Resûlüllah Efendimiz, Hazret-i Ali’ye sırasıyla şunları sordu;
Ya Ali Allah’ı seviyor musun?
– Evet, Ya Resulullah
Peki, Beni seviyor musun?
– Evet, Ya Resulullah
Peki, eşini seviyor musun?
– Evet, Ya Resulullah
Peki, çocuklarını seviyor musun?
– Evet, Ya Resulullah
Peygamberimiz Efendimiz,
— Yâ Ali! Gönül bir tane, sevgi ise dört. Bir kalbe bu kadar sevgi nasıl sığıyor? diye sordu. Hazret-i Ali cevap veremedi. Oradan ayrılıp evine geldi. Hazret-i Fâtıma eşini düşünceli görünce sebebini sordu. O da anlattı. Yüksek bir akıl, kuvvetli bir zekâ, üstün bir basîret ve ferâsete sahip olan Fâtıma vâlidemiz tebessüm ederek şöyle dedi:
— Ey Ali, babamın yanına git ve bu soruyu, şöyle cevaplandır:
“Yâ Resûlüllah! insanın, sağ-sol-ön-arka diye yönleri olduğu gibi, kalbin de muhtelif cihetleri vardır. İşte ben, Allah Teâlâ’yı aklım ve îmânımla; sizi, rûhum ve îmânımla; Fâtıma’yı nefsimle, çocuklarımı da babalık şefkatimle severim.”

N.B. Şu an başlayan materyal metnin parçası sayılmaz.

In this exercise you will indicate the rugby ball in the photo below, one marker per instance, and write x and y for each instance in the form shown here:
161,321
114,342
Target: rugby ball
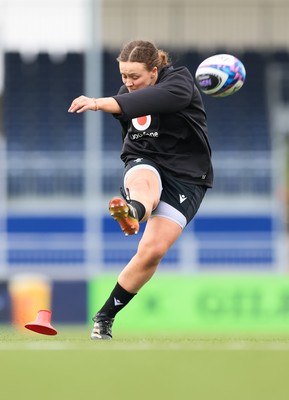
220,75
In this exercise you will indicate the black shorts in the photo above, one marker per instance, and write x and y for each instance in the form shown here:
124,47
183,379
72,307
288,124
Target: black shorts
179,200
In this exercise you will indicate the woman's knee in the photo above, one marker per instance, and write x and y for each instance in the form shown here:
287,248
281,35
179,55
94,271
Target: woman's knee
152,251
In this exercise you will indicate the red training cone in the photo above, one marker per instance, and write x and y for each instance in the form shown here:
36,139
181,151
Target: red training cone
42,323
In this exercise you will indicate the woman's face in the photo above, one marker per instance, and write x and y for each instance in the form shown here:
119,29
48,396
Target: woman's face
135,75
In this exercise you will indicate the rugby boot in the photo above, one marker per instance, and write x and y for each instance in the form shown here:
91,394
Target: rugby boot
102,327
125,214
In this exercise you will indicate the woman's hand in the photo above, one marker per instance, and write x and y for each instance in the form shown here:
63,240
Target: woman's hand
83,103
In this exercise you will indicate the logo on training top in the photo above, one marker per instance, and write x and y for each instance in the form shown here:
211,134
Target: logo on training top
142,123
144,127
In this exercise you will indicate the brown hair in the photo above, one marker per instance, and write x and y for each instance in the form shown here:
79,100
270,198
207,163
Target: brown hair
145,53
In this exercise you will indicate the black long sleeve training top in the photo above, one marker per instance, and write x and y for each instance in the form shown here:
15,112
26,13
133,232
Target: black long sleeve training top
167,123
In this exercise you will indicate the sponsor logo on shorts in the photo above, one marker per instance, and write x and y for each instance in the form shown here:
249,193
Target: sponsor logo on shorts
182,198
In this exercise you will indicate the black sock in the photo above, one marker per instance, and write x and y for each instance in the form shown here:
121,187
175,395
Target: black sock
140,208
117,300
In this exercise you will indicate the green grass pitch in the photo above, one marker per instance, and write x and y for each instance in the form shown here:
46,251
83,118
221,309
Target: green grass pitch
71,366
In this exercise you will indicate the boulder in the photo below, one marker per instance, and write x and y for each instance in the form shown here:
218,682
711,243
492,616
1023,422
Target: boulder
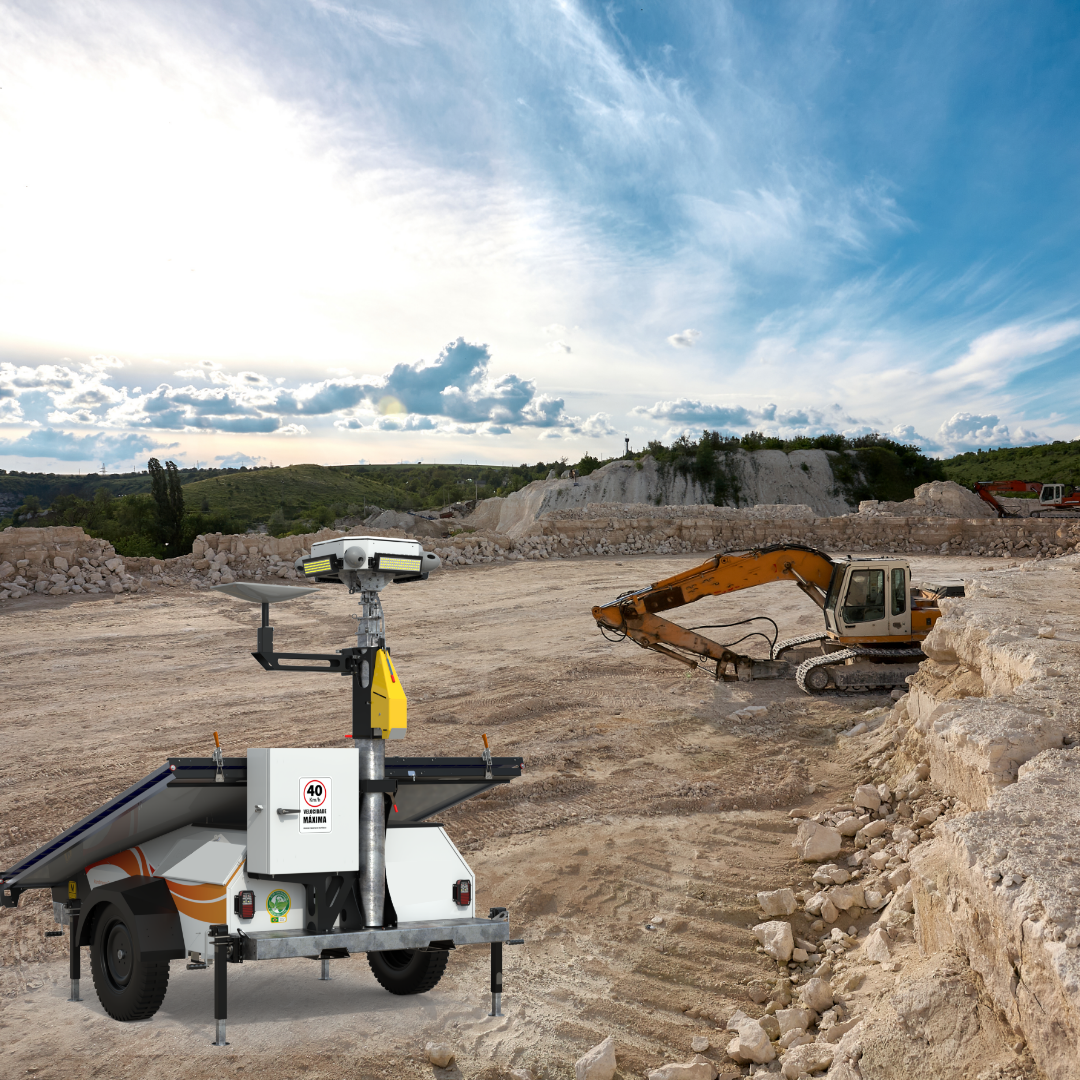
778,902
817,844
598,1063
751,1044
809,1057
791,1020
866,795
817,995
777,939
439,1053
878,946
847,895
689,1070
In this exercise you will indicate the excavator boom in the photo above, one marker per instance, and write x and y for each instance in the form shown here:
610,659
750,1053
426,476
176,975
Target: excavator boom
634,613
874,621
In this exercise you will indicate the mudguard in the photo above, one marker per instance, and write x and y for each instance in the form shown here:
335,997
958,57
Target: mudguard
151,913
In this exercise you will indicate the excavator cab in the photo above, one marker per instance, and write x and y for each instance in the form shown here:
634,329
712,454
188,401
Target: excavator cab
868,601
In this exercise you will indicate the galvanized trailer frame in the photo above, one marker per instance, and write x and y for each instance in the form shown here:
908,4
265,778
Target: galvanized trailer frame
213,793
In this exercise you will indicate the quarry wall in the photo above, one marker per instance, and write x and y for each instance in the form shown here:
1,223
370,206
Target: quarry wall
751,476
993,721
61,561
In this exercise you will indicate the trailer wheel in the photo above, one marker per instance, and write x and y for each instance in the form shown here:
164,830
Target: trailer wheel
129,987
408,971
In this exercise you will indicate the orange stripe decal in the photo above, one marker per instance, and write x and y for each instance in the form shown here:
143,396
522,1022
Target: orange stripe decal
125,861
200,893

Hazret-i Ali (r.a.) sevinçle yerinden kalkarak Resûlüllah Efendimiz’in yanlarına gider ve önceki suâli yukardaki gibi cevaplandırır.
Resûlüllah Efendimiz, bu cevabın Hz. Fâtıma’dan olduğunu îmâ ederek tebessümle,
— Ey Ali, bu sözler senin değil; ancak Peygamber ağacının dalından toplanmış meyvelerdir, buyurur.